Determining the sample size required to establish whether a medical device is non-inferior to an external benchmark.

OBJECTIVES: The use of benchmarks to assess the performance of implants such as those used in arthroplasty surgery is a widespread practice. It provides surgeons, patients and regulatory authorities with the reassurance that implants used are safe and effective. However, it is not currently clear how or how many implants should be statistically compared with a benchmark to assess whether or not that implant is superior, equivalent, non-inferior or inferior to the performance benchmark of interest.We aim to describe the methods and sample size required to conduct a one-sample non-inferiority study of a medical device for the purposes of benchmarking.

DESIGN: Simulation study.

SETTING: Simulation study of a national register of medical devices.

METHODS: We simulated data, with and without a non-informative competing risk, to represent an arthroplasty population and describe three methods of analysis (z-test, 1-Kaplan-Meier and competing risks) commonly used in surgical research.

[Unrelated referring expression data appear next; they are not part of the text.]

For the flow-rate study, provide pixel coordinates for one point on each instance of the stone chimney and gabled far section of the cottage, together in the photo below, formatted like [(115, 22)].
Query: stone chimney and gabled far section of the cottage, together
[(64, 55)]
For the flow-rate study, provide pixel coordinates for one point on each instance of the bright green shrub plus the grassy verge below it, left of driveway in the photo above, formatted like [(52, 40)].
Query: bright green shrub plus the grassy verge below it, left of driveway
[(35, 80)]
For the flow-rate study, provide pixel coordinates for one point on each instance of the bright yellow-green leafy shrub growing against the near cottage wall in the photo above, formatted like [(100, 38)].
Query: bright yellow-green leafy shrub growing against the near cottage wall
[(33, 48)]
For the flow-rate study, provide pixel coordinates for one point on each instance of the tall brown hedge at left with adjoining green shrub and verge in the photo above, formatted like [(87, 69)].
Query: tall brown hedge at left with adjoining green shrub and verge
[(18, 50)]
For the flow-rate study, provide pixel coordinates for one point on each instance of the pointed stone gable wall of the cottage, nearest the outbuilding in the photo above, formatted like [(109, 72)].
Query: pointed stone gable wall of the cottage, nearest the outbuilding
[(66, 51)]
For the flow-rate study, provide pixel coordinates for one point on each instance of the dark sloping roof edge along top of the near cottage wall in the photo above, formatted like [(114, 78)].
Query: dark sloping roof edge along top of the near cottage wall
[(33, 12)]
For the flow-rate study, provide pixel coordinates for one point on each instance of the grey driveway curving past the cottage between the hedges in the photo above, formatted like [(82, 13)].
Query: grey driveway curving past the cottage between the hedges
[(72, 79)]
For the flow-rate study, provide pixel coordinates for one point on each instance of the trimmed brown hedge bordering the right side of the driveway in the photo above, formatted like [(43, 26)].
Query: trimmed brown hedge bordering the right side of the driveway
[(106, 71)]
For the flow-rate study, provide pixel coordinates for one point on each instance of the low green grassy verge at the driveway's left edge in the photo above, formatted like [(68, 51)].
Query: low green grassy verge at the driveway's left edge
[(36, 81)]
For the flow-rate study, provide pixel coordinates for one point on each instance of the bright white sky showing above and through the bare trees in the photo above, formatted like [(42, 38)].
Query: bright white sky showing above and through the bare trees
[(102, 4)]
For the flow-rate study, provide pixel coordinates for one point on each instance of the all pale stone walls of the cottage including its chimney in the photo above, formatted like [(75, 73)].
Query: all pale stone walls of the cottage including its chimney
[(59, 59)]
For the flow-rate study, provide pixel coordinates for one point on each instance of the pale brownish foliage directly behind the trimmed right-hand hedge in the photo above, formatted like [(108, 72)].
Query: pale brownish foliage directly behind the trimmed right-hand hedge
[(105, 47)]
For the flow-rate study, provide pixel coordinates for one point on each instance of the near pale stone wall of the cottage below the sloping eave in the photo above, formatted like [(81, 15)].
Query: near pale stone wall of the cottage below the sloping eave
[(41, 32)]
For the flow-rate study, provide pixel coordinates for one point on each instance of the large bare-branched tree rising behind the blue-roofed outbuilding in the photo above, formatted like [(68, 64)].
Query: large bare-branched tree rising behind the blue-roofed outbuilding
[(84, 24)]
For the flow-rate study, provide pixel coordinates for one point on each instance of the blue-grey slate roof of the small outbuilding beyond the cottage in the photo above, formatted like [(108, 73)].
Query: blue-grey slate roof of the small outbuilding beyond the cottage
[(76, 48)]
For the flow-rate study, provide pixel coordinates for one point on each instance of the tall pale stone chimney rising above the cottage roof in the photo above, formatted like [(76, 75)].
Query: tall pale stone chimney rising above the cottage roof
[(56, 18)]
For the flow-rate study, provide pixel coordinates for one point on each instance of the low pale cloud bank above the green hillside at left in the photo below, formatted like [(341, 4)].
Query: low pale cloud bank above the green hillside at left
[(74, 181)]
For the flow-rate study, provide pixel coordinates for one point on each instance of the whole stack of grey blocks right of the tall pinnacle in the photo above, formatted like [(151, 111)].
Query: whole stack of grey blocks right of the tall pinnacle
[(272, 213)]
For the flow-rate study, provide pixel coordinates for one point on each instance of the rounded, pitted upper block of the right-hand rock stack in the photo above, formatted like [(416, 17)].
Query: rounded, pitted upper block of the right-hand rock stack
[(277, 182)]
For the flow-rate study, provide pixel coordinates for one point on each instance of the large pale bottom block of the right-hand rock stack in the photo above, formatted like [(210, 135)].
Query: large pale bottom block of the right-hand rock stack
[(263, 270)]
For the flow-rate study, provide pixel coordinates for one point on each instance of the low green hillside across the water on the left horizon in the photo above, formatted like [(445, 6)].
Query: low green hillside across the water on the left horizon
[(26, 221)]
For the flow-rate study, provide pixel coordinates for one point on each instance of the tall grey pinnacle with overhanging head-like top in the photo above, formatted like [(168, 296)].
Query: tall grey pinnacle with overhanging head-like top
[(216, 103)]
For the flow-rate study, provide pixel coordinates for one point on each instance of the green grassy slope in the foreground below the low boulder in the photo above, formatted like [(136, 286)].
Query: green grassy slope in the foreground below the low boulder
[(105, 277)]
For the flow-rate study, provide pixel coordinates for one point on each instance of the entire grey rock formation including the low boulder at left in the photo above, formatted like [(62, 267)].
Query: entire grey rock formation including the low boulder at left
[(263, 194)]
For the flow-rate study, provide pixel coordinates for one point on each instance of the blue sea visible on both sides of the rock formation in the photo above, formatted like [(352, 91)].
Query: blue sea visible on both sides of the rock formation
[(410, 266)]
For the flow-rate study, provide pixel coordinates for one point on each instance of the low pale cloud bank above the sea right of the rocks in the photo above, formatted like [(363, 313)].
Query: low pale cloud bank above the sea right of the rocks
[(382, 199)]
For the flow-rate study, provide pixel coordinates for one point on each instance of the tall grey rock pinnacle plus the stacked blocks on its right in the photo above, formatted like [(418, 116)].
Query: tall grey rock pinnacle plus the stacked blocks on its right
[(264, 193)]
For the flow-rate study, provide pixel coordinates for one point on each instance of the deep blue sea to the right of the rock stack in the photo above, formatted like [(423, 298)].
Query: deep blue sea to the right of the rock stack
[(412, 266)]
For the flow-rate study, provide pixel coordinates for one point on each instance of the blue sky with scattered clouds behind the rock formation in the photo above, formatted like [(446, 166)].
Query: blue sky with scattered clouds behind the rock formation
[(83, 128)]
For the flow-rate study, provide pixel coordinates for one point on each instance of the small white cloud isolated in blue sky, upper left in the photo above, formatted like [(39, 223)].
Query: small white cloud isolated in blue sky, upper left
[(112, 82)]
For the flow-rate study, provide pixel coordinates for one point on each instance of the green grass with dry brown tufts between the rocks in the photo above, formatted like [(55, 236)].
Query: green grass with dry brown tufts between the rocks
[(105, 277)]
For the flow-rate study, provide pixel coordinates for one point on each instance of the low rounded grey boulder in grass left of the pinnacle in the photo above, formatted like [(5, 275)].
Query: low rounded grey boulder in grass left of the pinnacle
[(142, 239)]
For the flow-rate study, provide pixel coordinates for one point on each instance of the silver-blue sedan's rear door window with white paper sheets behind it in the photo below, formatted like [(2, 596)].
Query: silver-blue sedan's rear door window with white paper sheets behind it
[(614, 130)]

PRIMARY OUTCOME: We evaluate the performance of each method using power, bias, root-mean-square error, coverage and CI width.

RESULTS: 1-Kaplan-Meier provides an unbiased estimate of implant net failure, which can be used to assess if a surgical device is non-inferior to an external benchmark. Small non-inferiority margins require significantly more individuals to be at risk compared with current benchmarking standards.

CONCLUSION: A non-inferiority testing paradigm provides a useful framework for determining if an implant meets the required performance defined by an external benchmark. Current contemporary benchmarking standards have limited power to detect non-inferiority, and substantially larger samples sizes, in excess of 3200 procedures, are required to achieve a power greater than 60%. It is clear when benchmarking implant performance, net failure estimated using 1-KM is preferential to crude failure estimated by competing risk models.